Panama’s crisis is bad and it can only get worse:
the way out is to call a constitutional convention
Based on raw power politics, the PRD and CD caucuses, which have the votes, are not going to let President Varela choose his people for the Supreme Court. And why should they? Three witnesses and a paper trail say that Varela took millions from Odebrecht. First he denied, then he said it was a donation to his party. In the latter case it would still be an election law violation for a party to take money from a foreign corporation, and the way it was done would probably also be money laundering. So the PRD wants to reconfigure the legislature’s Credentials Committee to reduce Varela’s Panameñistas to the two of nine seats due to them rather than the present four, making it nearly impossible for Varela to block anything or pass anything on that committee. It raises the real possibility of an impeachment.
But the price of a PRD deal with CD probably means giving in to the latter’s demands for impunity for the Martinelista crime wave. And a move to impeach the president would polarize and paralyze the country, without any clear and good alternative waiting in the wings.
The Supreme Court is running mostly on alternates and people temporarily holding their posts as they await replacement. It’s a despised and discredited institution. The National Assembly is held in similarly low esteem by most Panamanians.
A witness says that the minister of canal affairs took a bribe — which he denies. Meanwhile two members of the Panama Canal Authority board are fugitives from justice, a third hardly ever shows up anymore, and the legislature’s ex oficio board member may have a legal excuse for the millions he took from Odebrecht — they were legal fees, he says — but it’s terribly compromising under the circumstances.
Now the Blue Apple revelations indicate that almost everyone doing public works construction in Panama was playing the same sort of bribery and kickback game that Odebrecht was. All major political parties and many of the illustrious surnames are involved.
It’s time to call an election for a constitutional convention. That’s not a panacea, but it’s the most peaceful, orderly and democratic way out of the growing impasse in Panamanian public affairs.
The USA should wait and see, but keep up its guard
Does irrational mean stupid? Does it mean unconvincing?

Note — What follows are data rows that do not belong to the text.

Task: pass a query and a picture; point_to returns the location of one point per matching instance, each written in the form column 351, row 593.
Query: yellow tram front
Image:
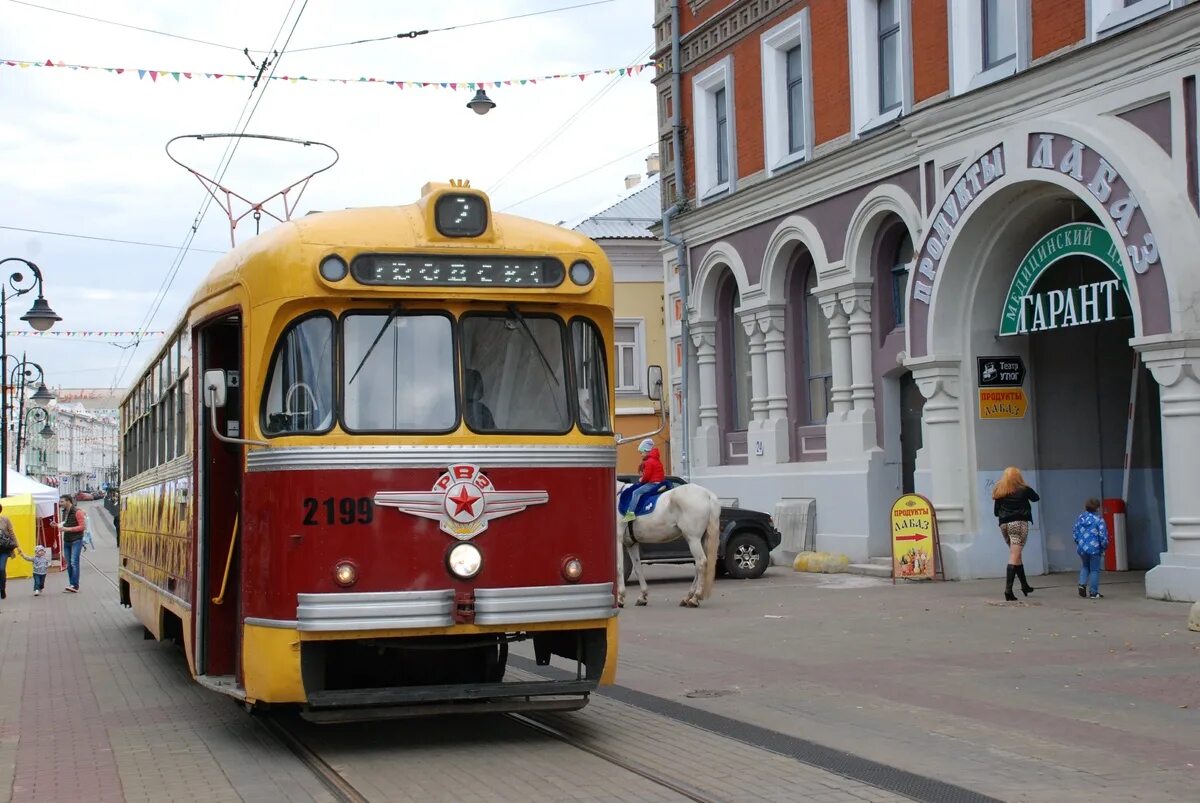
column 403, row 462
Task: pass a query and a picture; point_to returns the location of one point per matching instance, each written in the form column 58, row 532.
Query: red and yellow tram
column 376, row 451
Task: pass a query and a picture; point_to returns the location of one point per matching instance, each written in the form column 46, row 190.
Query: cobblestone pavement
column 1055, row 699
column 1051, row 699
column 89, row 711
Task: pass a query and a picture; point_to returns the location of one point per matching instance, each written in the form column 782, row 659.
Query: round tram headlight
column 573, row 569
column 582, row 273
column 346, row 574
column 465, row 561
column 333, row 268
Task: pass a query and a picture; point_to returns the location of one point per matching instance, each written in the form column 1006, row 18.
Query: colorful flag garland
column 467, row 85
column 79, row 333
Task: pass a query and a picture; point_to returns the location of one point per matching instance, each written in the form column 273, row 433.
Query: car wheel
column 747, row 556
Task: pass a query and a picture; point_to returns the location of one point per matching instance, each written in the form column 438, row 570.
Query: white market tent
column 45, row 497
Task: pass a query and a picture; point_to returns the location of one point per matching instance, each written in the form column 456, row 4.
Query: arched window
column 820, row 360
column 901, row 259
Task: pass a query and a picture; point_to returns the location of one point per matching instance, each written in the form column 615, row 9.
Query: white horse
column 687, row 510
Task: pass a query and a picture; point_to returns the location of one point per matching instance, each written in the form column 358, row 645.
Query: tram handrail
column 225, row 581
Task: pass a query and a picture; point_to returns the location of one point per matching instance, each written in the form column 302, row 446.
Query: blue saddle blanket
column 647, row 497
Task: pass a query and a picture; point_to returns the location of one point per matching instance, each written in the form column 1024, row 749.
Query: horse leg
column 635, row 556
column 696, row 546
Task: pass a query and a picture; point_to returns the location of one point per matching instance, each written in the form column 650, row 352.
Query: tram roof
column 377, row 229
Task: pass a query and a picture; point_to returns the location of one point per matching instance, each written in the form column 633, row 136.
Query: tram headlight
column 465, row 561
column 582, row 273
column 346, row 574
column 573, row 569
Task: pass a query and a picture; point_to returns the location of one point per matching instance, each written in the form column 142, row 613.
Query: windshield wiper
column 525, row 327
column 391, row 316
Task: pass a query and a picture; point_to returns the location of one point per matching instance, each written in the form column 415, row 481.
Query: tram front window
column 300, row 388
column 399, row 372
column 514, row 373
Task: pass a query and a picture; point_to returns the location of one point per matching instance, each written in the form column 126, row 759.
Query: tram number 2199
column 345, row 510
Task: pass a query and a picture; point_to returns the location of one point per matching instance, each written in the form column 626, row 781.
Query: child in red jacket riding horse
column 652, row 473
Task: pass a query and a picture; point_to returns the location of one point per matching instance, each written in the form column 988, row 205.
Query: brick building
column 875, row 201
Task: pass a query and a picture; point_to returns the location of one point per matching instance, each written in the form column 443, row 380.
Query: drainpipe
column 675, row 239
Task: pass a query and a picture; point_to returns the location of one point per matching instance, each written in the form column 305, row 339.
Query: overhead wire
column 244, row 120
column 101, row 239
column 545, row 143
column 576, row 178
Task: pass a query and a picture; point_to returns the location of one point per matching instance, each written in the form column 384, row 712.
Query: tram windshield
column 405, row 379
column 514, row 373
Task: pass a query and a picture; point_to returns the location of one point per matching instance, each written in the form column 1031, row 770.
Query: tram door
column 219, row 604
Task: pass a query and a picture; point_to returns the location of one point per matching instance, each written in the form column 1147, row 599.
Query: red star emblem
column 465, row 502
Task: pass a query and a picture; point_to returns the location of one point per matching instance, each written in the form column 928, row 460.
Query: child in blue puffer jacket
column 1091, row 541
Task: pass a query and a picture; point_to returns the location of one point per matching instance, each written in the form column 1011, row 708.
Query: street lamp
column 37, row 414
column 481, row 103
column 41, row 317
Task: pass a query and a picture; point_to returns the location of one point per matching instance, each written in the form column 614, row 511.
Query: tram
column 376, row 451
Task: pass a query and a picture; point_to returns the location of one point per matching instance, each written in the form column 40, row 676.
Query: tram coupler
column 465, row 607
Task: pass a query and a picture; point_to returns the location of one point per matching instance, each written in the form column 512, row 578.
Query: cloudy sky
column 82, row 151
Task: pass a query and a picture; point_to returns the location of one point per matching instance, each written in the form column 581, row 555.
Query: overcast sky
column 83, row 151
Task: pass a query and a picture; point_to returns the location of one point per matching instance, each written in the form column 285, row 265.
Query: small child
column 41, row 562
column 1091, row 540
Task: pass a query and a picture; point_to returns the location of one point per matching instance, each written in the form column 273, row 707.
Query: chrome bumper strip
column 375, row 610
column 300, row 459
column 544, row 604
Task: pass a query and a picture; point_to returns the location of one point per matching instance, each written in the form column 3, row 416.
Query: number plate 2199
column 345, row 510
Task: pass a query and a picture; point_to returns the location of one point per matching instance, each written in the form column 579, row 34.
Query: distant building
column 623, row 232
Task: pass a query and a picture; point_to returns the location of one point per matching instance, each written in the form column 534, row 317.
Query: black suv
column 747, row 539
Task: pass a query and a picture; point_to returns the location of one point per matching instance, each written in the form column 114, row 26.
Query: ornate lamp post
column 41, row 317
column 37, row 415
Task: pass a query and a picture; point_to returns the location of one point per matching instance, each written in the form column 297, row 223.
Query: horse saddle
column 647, row 497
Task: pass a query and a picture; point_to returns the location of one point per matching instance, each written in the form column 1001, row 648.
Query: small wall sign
column 1002, row 403
column 1001, row 371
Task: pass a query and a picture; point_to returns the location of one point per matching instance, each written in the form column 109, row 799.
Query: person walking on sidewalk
column 1012, row 497
column 41, row 562
column 1091, row 540
column 73, row 525
column 7, row 544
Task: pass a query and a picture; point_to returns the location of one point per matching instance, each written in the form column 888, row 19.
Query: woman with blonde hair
column 1012, row 508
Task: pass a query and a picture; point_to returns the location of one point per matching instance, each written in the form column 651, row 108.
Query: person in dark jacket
column 1012, row 508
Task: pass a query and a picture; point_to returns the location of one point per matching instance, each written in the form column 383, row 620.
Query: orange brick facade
column 1055, row 24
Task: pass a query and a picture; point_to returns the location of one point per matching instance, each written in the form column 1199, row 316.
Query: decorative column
column 775, row 436
column 749, row 319
column 707, row 438
column 839, row 352
column 1175, row 364
column 943, row 454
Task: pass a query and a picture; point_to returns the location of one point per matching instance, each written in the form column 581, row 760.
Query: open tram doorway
column 220, row 466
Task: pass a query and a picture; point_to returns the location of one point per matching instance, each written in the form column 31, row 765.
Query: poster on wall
column 915, row 543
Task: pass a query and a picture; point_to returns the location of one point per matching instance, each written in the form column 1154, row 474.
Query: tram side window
column 514, row 373
column 300, row 388
column 591, row 377
column 399, row 372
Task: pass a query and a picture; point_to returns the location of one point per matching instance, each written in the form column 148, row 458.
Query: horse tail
column 712, row 543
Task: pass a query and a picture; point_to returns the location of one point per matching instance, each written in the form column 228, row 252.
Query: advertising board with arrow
column 916, row 550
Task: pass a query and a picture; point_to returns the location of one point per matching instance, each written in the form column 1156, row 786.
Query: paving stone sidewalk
column 89, row 711
column 1050, row 699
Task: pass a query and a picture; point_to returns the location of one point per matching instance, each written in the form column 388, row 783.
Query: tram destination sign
column 427, row 270
column 1001, row 371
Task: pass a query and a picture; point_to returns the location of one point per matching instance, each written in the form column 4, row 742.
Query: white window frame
column 639, row 387
column 1108, row 17
column 966, row 46
column 703, row 124
column 864, row 65
column 793, row 33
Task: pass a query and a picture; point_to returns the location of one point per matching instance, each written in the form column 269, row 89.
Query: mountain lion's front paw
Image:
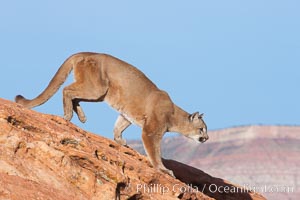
column 68, row 117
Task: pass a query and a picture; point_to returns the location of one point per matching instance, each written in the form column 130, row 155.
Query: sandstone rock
column 45, row 157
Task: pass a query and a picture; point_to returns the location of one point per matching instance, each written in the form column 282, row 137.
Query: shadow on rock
column 211, row 186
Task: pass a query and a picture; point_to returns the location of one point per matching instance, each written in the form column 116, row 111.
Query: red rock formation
column 45, row 157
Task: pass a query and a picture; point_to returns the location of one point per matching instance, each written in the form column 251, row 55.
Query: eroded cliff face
column 45, row 157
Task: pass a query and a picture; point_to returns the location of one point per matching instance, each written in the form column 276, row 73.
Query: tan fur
column 101, row 77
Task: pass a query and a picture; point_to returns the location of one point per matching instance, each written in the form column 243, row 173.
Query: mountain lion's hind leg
column 120, row 125
column 78, row 91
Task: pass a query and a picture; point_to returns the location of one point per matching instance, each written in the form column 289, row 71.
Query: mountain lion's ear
column 194, row 116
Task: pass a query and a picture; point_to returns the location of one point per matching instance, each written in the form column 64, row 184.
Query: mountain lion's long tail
column 58, row 79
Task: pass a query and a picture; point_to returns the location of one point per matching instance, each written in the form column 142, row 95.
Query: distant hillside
column 265, row 157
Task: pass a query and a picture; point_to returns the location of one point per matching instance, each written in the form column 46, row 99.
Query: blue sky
column 236, row 61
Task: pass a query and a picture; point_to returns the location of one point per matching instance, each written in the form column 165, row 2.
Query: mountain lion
column 101, row 77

Often enough it means neither of these things. Some of the most twisted minds are also brilliant ones. Pitches to irrational fears and hatreds have propelled many a politician to power in many a place. Devin Nunes and Donald Trump put out a press release that they say absolves the president and proves that there was no collusion between his campaign and Russian attempts to affect the 2016 election. It’s a total non sequitur, but Trump did get an upward bump in the polls.
There is too much out there on Trump and his entourage that is easily proven — lies to the FBI and Congress, efforts to obstruct justice, years of money laundering for an international rogues’ gallery who bought units in Trump buildings for that purpose, various sorts of fraud in Trump businessess — quite apart from the question of whether there was direct and active collusion between the Russian propaganda mill and the Trump campaign. In any case, collusion as such might not actually be a crime.
Let’s wait and see what the special prosecutor has to say, and what of it he can prove. But Americans should be on guard against a coup, whereby the special prosecutor is fired, this year’s elections are rigged and the United States goes the way of the banana republics. It’s a clear and present danger.